Culture

Why ‘Sully’ Doesn’t Work (But Tom Hanks Does)

Tom Hanks in ‘Sully’/Image © Warner Bros.

“Sully” begins with a plane crash – a wobbly, fiery descent right into a Manhattan skyscraper. It’s a nightmare of Captain Chesley “Sully” Sullenberger, who in 2009 saved 155 people by landing U.S. Airways Flight 1549 in the Hudson River, and whose subsequent memoir, Highest Duty, provides the backbone of this film. It’s also a traumatic, what-if reference to September 11, 2001, which makes the timing of this release seem a mite cynical. In fact, undertaking this film at all seems a mite cynical, or at least misguided. Because Captain Sullenberger’s heroics took only 208 seconds, fashioning a full-length feature worthy of it would entail another feat of heroism, and director Clint Eastwood isn’t the right knight for the job, not even with a white-haired, white-mustachioed Tom Hanks at the helm as the titular character.

Working from Todd Komarnicki’s screenplay, Eastwood attempts to build out dramatic tension, mostly with that dramatic CGI opener (an echo of the opening sequence in his tsunami clunker, “Hereafter”) and by slowly meting out details of what really happened in the ill-fated flight. The conceit here is that, once the waves calmed on Sully’s save, National Transportation Safety Board investigators questioned whether the flight captain had unnecessarily endangered his passengers’ lives with his emergency water landing.

According to protocol, Sully should have returned to LaGuardia Airport or tried to land at New Jersey’s Teterboro Airport, and both the airline’s insurance company and Sully wrangle with the consequences of his decision. But while zooming in on the pilot’s growing self-doubt and post-traumatic stress adds a much-needed depth to this tale, demonizing the commission feels like a flimsy effort to create a mountain out of a 208- second-long molehill.

As wise-cracking co-pilot Jeff Skiles, Aaron Eckhart is meant to supply much-needed comic relief, but the actor’s affability reads as glib here, making him seem as if he’s in another movie altogether. The few female characters are hand-on-the-hip nags (an unfortunate Eastwood staple): As Sully’s wife, Laura Linney natters on about bills and feeling overwhelmed while he stares blankly out windows; as an airline investigator intent on tripping up the pilot, Anna Gunn is a Stepford bureaucrat whose smirk is her one note. In general, tone is a huge problem. With drifting flashbacks and flat colorization, it’s un-compellingly dirgelike, especially for an event we know has a happy ending, and Christian Jacob’s jazz score only adds to the dissonance. Subplots help – a sidebar about a man separated from his son in the aftermath of the crash; the air traffic controller relieved he hasn’t helped kill scores of people after all – but they fall to the wayside as the film circles obsessively back to the crash, filling in salient details each time until the actual hearing is under way.

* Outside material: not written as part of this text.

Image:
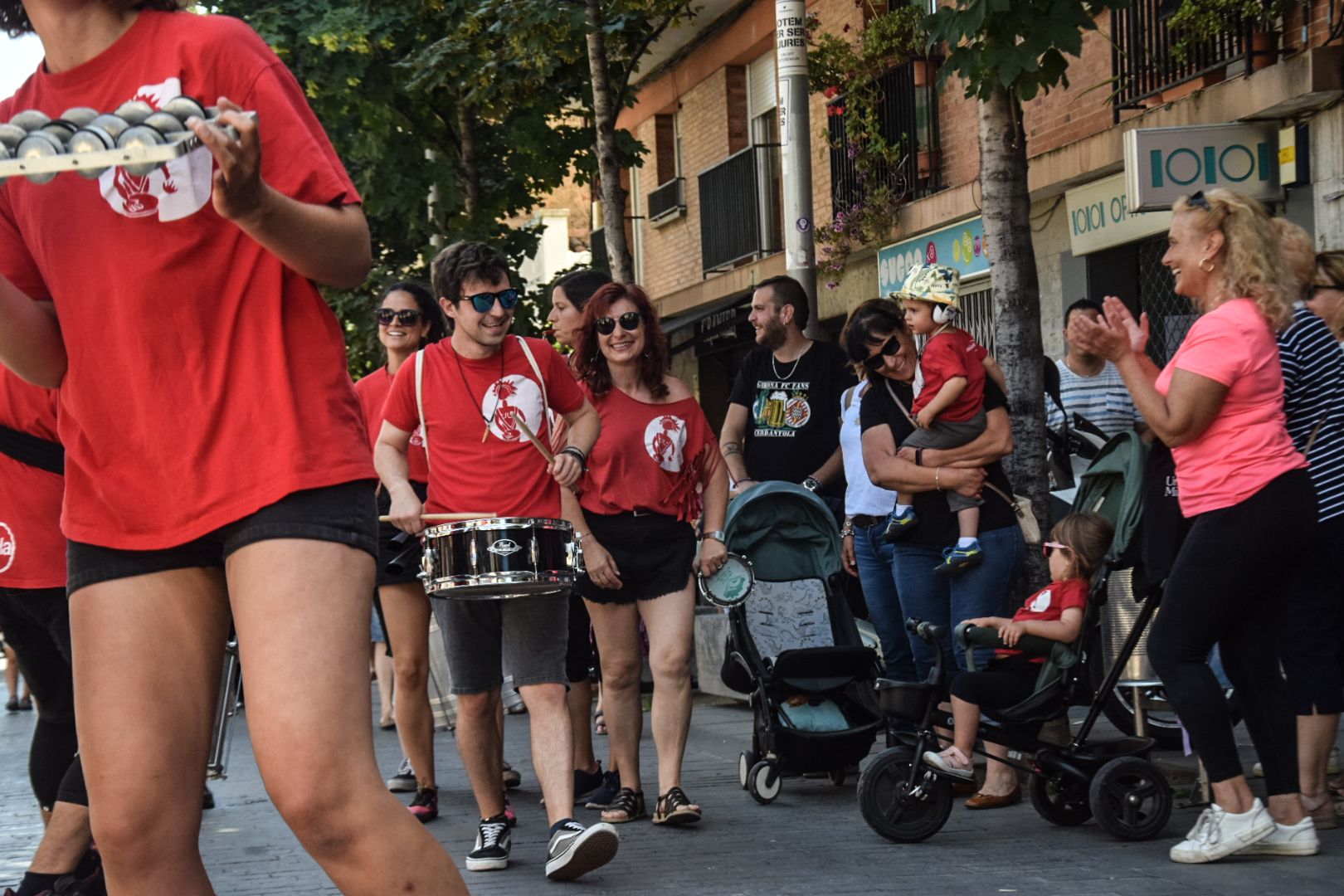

To the degree that “Sully” does work, it’s thanks to Hanks (a phrase that sounds like his theme song, come to think of it). Now sixty years old, he’s often described as a modern Jimmy Stewart, but his work radiates more sensitivity and generosity than Stewart’s ever did. What the two actors do share is a dark impatience running beneath all that aw-shucks cheer. It’s a quality that made even “It’s a Wonderful Life” seem like a noir, and it’s a quality that gives “Sully” a heft it otherwise sorely lacks. However, with his characteristically inert filmmaking, Eastwood often cuts away from Hanks’s nuanced expressions, and so the actor reads as more frozen than ever before. The raw vulnerability that distinguished his performance as that other captain who saved his passengers (“Captain Phillips”) is nowhere to be found. Instead, Eastwood has managed to reduce Hanks to his own long-faced laconism. Despite all the shit heaped upon Woody Allen for casting actors as pallid imitations of himself, Eastwood never takes it on the chin for doing the same thing on the rare occasions he doesn’t cast himself as lead.

There’s a self-aggrandizing subtext to this entire endeavor, for it’s no mystery why this eighty-six-year-old filmmaker might have been attracted to the story of a seasoned captain who prevails despite his industry’s over-reliance on computer simulation and corporate mumbo-jumbo. Even ignoring his politics, I’ve long felt Eastwood is the emperor with no clothes. The compliments heaped upon his work feel like faint praise – “unpretentious” is code for “dour”; “unfussy” is code for “bland” – and his brand of hyper-masculine grit is actually the worst kind of Hollywood sentimentalism. Though “Sully” is by no means Eastwood’s worst film – I reserve that honor for 2002’s “Blood Work” – it does achieve the impossible. It makes an unlikeable film out of one of the few feel-good stories of the aughts.